Introduction
This article is an advanced-level technical elaboration of how Orleans can migrate grains. Note this is not about rebalancing nor repartitioning, rather about how the actual process of moving an activation from one silo to another, while transferring state and queued up request, at the same time ensuring the final result does not end up having duplicate activations in the cluster.
Primer Grain
Let's take this simple grain as an example. There are two ways how one can instruct Orleans to migrate it.
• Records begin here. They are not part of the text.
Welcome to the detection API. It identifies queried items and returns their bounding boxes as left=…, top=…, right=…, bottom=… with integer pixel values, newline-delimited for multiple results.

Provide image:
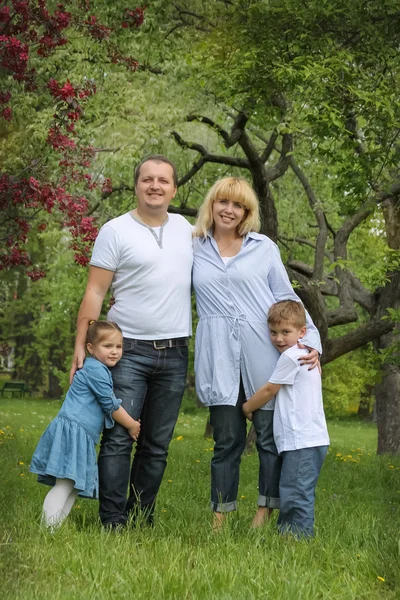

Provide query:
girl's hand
left=242, top=402, right=253, bottom=421
left=128, top=421, right=140, bottom=442
left=297, top=342, right=321, bottom=373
- Externally - Via casting to
IGrainManagementExtensionand callingMigrateOnIdleon the returned reference. - Internally - Via directly calling
MigrateOnIdle, if we are within a grain context.
var grainFactory = host.Services.GetRequiredService<IGrainFactory>();
var grain = grainFactory.GetGrain<IMyGrain>("123");
var siloAddress = ...; // 10.0.0.2
RequestContext.Set(IPlacementDirector.PlacementHintKey, siloAddress);
// Migrate Externally
await grain.Cast<IGrainManagementExtension>().MigrateOnIdle();
public interface IMyGrain : IGrainWithStringKey
{
Task Ping();
}
public class MyGrain : Grain, IMyGrain
{
public Task Ping()
{
Console.WriteLine("Pong");
RequestContext.Set(
IPlacementDirector.PlacementHintKey, siloAddress);
// Migrate Internally
MigrateOnIdle();
return Task.CompletedTask;
}
}In order for the internal case to work, one does not necessarily need to inhert from the base Grain class, but the code needs to be within a grain context! Failing to do so will throw an InvalidOperationException. This is done to prevent migration (and other) operations from being attempted on grains that lack access to essential runtime services. Having said that, the following is just as valid as the above:
// Note: No inheritance to base Grain class!
public class MyPocoGrain : IGrainBase, IMyGrain
{
public IGrainContext GrainContext { get; }
public MyPocoGrain(IGrainContext context)
{
GrainContext = context;
}
public Task Ping()
{
Console.WriteLine("Pong");
RequestContext.Set(
IPlacementDirector.PlacementHintKey, siloAddress);
// Migrate Internally
this.MigrateOnIdle();
return Task.CompletedTask;
}
}The above ways would fall into what I would call "user" migrations, so migrations initiated from the users' code. Orleans does perform migrations also automatically (if enabled),
via the Activation Rebalancer (MAR) & Activation Repartitioner (LAR).
Process Overview
Grain migration in Orleans follows these high-level steps:
- Initiation - Migration is triggered via
Migrate/MigrateOnIdle. - Placement - A new location is selected using the placement service.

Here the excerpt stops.